Estados Unidos tiene un problema de salud pública. Sufre una epidemia que causa más de treinta mil muertos al año; casi cien al día. Más que las víctimas por accidentes de tráfico o que las que causan muchas enfermedades. Esa epidemia se llama armas de fuego. La facilidad con la que los asesinos consiguen armas potentes es asombrosa. Tanto en Dayton como en El Paso, los atacantes mataron a decenas de personas en unos pocos minutos, y podrían haber matado a muchas más.
Da igual la motivación que tengan. Da igual que estén locos, que sean bobos, que sean racistas. Lo que importa es que, con un cuchillo, no podrían matar a tanta gente como la que pueden matar con un fusil automático. Y, sin embargo, la sociedad estadounidense no reacciona. El presidente Trump está claramente a favor de la posesión de todo tipo de armas; el Congreso es incapaz de sacar adelante una legislación restrictiva.

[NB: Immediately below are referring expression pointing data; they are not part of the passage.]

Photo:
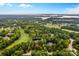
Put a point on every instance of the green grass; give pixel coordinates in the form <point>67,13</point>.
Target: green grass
<point>70,30</point>
<point>23,38</point>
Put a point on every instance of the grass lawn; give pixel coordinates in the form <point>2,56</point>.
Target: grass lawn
<point>70,30</point>
<point>52,26</point>
<point>23,38</point>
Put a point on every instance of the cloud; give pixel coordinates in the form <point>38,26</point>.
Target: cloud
<point>74,10</point>
<point>6,4</point>
<point>2,4</point>
<point>10,5</point>
<point>25,5</point>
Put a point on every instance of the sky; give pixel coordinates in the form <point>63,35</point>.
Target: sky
<point>39,8</point>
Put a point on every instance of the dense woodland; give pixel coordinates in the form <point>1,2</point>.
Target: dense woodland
<point>30,37</point>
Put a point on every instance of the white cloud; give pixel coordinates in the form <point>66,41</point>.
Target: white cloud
<point>25,5</point>
<point>74,10</point>
<point>2,4</point>
<point>6,4</point>
<point>10,5</point>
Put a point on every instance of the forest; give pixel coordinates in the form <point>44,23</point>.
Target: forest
<point>37,37</point>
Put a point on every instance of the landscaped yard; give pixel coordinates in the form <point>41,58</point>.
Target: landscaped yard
<point>24,38</point>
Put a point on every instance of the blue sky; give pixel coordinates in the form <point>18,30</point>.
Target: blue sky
<point>39,8</point>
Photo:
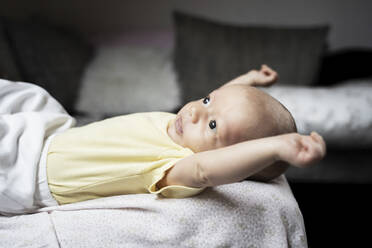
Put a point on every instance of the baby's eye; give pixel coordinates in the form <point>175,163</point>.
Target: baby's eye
<point>206,100</point>
<point>212,124</point>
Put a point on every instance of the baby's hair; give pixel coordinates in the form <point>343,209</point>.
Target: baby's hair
<point>281,122</point>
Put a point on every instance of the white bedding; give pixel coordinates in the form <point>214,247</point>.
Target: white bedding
<point>245,214</point>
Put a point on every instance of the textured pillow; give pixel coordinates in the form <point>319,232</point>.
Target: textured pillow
<point>208,54</point>
<point>8,66</point>
<point>126,78</point>
<point>50,57</point>
<point>342,114</point>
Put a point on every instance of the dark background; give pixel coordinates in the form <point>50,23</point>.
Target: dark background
<point>336,210</point>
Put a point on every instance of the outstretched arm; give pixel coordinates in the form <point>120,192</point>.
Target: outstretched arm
<point>242,160</point>
<point>263,77</point>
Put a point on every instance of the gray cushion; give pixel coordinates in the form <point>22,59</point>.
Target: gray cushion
<point>50,57</point>
<point>208,54</point>
<point>8,66</point>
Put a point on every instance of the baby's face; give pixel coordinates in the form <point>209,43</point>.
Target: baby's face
<point>225,117</point>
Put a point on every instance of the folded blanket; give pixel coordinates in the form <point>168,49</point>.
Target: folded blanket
<point>244,214</point>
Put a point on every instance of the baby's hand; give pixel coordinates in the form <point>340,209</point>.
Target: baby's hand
<point>302,150</point>
<point>264,77</point>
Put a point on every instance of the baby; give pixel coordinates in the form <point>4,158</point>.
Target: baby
<point>237,132</point>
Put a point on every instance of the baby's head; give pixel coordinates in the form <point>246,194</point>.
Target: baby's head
<point>229,115</point>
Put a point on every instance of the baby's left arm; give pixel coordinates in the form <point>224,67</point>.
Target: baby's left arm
<point>239,161</point>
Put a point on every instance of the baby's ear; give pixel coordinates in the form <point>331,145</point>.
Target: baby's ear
<point>270,173</point>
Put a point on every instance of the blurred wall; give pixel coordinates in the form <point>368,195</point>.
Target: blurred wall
<point>351,21</point>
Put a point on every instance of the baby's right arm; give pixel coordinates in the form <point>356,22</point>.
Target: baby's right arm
<point>239,161</point>
<point>263,77</point>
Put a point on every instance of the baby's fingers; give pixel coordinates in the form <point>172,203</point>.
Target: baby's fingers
<point>319,140</point>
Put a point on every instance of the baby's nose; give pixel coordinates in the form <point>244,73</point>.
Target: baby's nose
<point>195,114</point>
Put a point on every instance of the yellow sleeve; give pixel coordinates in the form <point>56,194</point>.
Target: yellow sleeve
<point>171,191</point>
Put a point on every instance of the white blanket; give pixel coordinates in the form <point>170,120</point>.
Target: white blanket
<point>28,116</point>
<point>245,214</point>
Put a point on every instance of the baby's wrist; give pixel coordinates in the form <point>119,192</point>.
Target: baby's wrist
<point>283,147</point>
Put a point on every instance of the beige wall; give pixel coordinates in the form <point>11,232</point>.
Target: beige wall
<point>351,21</point>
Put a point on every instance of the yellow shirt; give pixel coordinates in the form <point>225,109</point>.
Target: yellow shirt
<point>121,155</point>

De todas formas, no se puede pasar por alto la motivación racista del ataque de El Paso. El autor de la matanza dejó claro que quería matar mexicanos, y cuantos más, mejor. Este tipo de ataques racistas está en aumento. Trump ha insultado sistemáticamente a los mexicanos, al tiempo que defiende la posesión de armas. No es extraño, por tanto, que algunos de sus votantes decidan pasar a la acción.